Il dolore di un processo pubblico. È il Rui di Gap, quello allegro e in lacrime sul traguardo del Tour 2013, la sua prima vittoria di tappa nella corsa di tre settimane per eccellenza prima di ripetersi a Le Grand Bornand, nella sedicesima tappa, al quale continuavano a chiedere la stessa cosa. È il Rui che camminava avanti e indietro per la zona mista, piena di giornalisti armati di microfono come aquile che volano libere e puntano la loro preda. La gente gridava e lo chiamava «Rui, Rui, siamo qui, vieni quiii!!!». E lui aveva un sorriso per tutti, aperto da orecchia a orecchia, da uomo felice, sincero su quel volto bianco, mentre raggiungeva la sala stampa dove lo attendeva la prima domanda, sempre quella, con il ricordo del passato e di quella barretta e nella testa le note del fado, con la gioia, l’emozione e la felicità che si tramutano di colpo in tristezza e dolore. «Sono fatti che appartengono al passato, ai quali preferisco non pensare». Ma come si chiamava la sostanza?, insistono. E gli occhi di Rui affondano tristi nel dolore più profondo. Ma nonostante tutto Rui Alberto Faria da Costa - serve un bel respiro per pronunciare un nome così lungo -, ragazzo dalla personalità a volte arrogante, ma sempre calmo e con il volto sorridente, ha saputo conquistarsi l’affetto e la popolarità della gente portoghese. Al punto che nel 2012 ha battuto Cristiano Ronaldo nella corsa al titolo di sportivo dell’anno.

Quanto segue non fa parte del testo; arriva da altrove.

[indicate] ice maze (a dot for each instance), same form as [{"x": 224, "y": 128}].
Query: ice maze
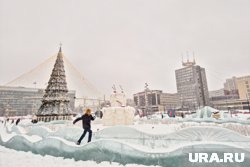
[{"x": 126, "y": 145}]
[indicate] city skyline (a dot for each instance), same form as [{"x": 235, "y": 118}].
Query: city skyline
[{"x": 127, "y": 43}]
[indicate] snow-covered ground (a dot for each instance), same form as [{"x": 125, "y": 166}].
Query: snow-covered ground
[
  {"x": 13, "y": 158},
  {"x": 147, "y": 142}
]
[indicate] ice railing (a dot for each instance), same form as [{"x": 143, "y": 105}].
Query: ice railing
[{"x": 112, "y": 144}]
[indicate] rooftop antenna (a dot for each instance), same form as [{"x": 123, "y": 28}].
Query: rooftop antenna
[
  {"x": 187, "y": 57},
  {"x": 114, "y": 89},
  {"x": 193, "y": 57},
  {"x": 121, "y": 88},
  {"x": 60, "y": 50}
]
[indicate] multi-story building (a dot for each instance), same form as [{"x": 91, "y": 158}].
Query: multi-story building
[
  {"x": 149, "y": 101},
  {"x": 20, "y": 101},
  {"x": 169, "y": 100},
  {"x": 216, "y": 93},
  {"x": 243, "y": 85},
  {"x": 192, "y": 86},
  {"x": 230, "y": 84}
]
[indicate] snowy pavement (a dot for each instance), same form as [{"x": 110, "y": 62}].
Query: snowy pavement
[{"x": 12, "y": 158}]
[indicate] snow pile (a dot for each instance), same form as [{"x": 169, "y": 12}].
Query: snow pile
[{"x": 126, "y": 145}]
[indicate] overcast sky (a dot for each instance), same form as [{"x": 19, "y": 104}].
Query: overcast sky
[{"x": 127, "y": 42}]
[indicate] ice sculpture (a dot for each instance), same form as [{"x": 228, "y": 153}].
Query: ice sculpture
[{"x": 118, "y": 113}]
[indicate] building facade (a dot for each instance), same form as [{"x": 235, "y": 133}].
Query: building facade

E mentre CR rincorreva un altro Pallone d’oro, Rui con il petto fasciato dalla maglia iridata che indosserà per tutta la prossima stagione, ha battuto un’altra volta la stella del Real Madrid. Rui è l’eroe che per primo ha regalato al Portogallo il titolo di campione del mondo di ciclismo, grazie alla sua astuzia e al suo carattere esuberante. Il suo 2013 era già una stagione perfetta, non c’era bisogno di rovinare la festa alla squadra spagnola a Firenze, ma Rui è fatto così. Lui vuole sempre di più. Basta guardarlo nei suoi occhi felini per intuire la sua fame di vittoria. Quando si è tolto di ruota Valverde e Nibali per gettarsi sulle tracce di Purito sembrava un cane che punta la preda. Un animale feroce pronto a balzare sull’arcobaleno.

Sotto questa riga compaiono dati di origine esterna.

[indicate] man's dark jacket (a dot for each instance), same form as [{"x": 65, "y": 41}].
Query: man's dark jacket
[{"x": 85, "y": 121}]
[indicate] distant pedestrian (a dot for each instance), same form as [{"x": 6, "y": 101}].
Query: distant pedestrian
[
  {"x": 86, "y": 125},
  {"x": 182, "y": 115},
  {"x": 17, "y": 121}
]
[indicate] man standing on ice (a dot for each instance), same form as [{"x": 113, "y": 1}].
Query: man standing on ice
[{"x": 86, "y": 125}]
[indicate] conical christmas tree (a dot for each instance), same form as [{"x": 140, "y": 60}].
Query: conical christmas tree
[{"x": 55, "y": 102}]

Ma c’è di più, molto di più nel cuore del Campione del Mondo. Dietro ad una scorza dura e famelica, si nasconde l’anima gentile di un ciclista, un giovane uomo capace un anno fa di fare una promessa al matrimonio di due immigrati portoghesi in Svizzera. Se fosse salito ancora una volta sul gradino più alto del podio al Giro di Svizzera, lo avrebbe fatto portando in braccio il loro piccolo figlio, che sta combattendo da mesi la sua battaglia contro il cancro. Si chiama Tiago. E Rui ha mantenuto la promessa. Ha vinto il Giro di Svizzera e ha portato con sé sul podio il piccolo Tiago, per spingerlo verso la vittoria più importante.